Mr. Smith's Stovepipe.

Once upon a time there lived a certain man and wife, and their name—well, I think it must have been Smith, Mr. and Mrs. John Smith. One chilly day in October Mrs. Smith said to her husband: "John, I really think we must have the stove up in the sitting-room." And Mr. Smith from behind his newspaper answered "Well." Three hundred and forty-six times did Mr. and Mrs. Smith repeat this conversation, and the three hundred and forty-seventh time Mr. Smith added: "I'll get Brown to help me about it some day."

It is uncertain how long the matter would have rested thus, had not Mrs. Smith crossed the street and asked neighbor Brown to come over and help her husband set up a stove, and as she was not his wife he politely consented and came at once.

With a great deal of grunting, puffing, and banging, accompanied by some words not usually mentioned in polite society, the two men at last got the stove down from the attic. Mrs. Smith had placed the zinc in its proper position, and they put the stove way to one side of it, but of course that didn't matter.

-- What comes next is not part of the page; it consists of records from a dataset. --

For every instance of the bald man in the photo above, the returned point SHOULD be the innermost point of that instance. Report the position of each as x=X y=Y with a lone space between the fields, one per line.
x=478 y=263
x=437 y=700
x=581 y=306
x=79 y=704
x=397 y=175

Then they proceeded to put up the stovepipe. Mr. Smith pushed the knee into the chimney, and Mr. Brown fitted the upright part to the stove. The next thing was to get the two pieces to come together. They pushed and pulled, they yanked and wrenched, they rubbed off the blacking onto their hands, they uttered remarks, wise and otherwise.

Presently it occurred to Mr. Smith that a hammer was just the thing that was needed, and he went for one. Mr. Brown improved the opportunity to wipe the perspiration from his noble brow, totally oblivious of the fact that he thereby ornamented his severe countenance with several landscapes done in stove blacking. The hammer didn't seem to be just the thing that was needed, after all. Mr. Smith pounded until he had spoiled the shape of the stovepipe, and still the pesky thing wouldn't go in, so he became exasperated and threw away the hammer. It fell on Mr. Brown's toe, and that worthy man ejaculated—well, it's no matter what he ejaculated. Mr. Smith replied to his ejaculation, and then Mr. Brown went home.

Why continue the tale? Everybody knows that Mr. Smith, after making a great deal of commotion, finally succeeded in getting the pipe into place, that he was perfectly savage to everybody for the rest of the day, and that the next time he and Brown met on the street both were looking intently the other way.

But there is more to tell. It came to pass in the course of the winter that the pipe needed cleaning out. Mrs. Smith dreaded the ordeal, both for her own sake and her husband's. It happened that the kitchen was presided over by that rarest of treasures, a good-natured, competent hired girl. This divinity proposed that they dispense with Mr. Smith's help in cleaning out the pipe, and Mrs. Smith, with a sigh of relief, consented. They carefully pulled the pipe apart, and, holding the pieces in a horizontal position that no soot might fall on the carpet, carried it into the yard.

After they had swept out the pipe and carried it back they attempted to put it up. That must have been an unusually obstinate pipe, for it steadily refused to go together. The minds of Mrs. Smith and her housemaid were sufficiently broad to grasp this fact after a few trials; therefore they did not waste their strength in vain attempts, but rested, and in an exceedingly un-masculine way held a consultation. The girl went for a hammer, and brought also a bit of board. She placed this on the top of the pipe, raised her hammer, Mrs. Smith held the pipe in place below, two slight raps, and, lo, it was done.

See what a woman can do. This story is true, with the exception of the names and a few other unimportant items. I say, and will maintain it, that as a general thing a woman has more brains and patience and less stupidity than a man. I challenge any one to prove the contrary.—N. E. Homestead.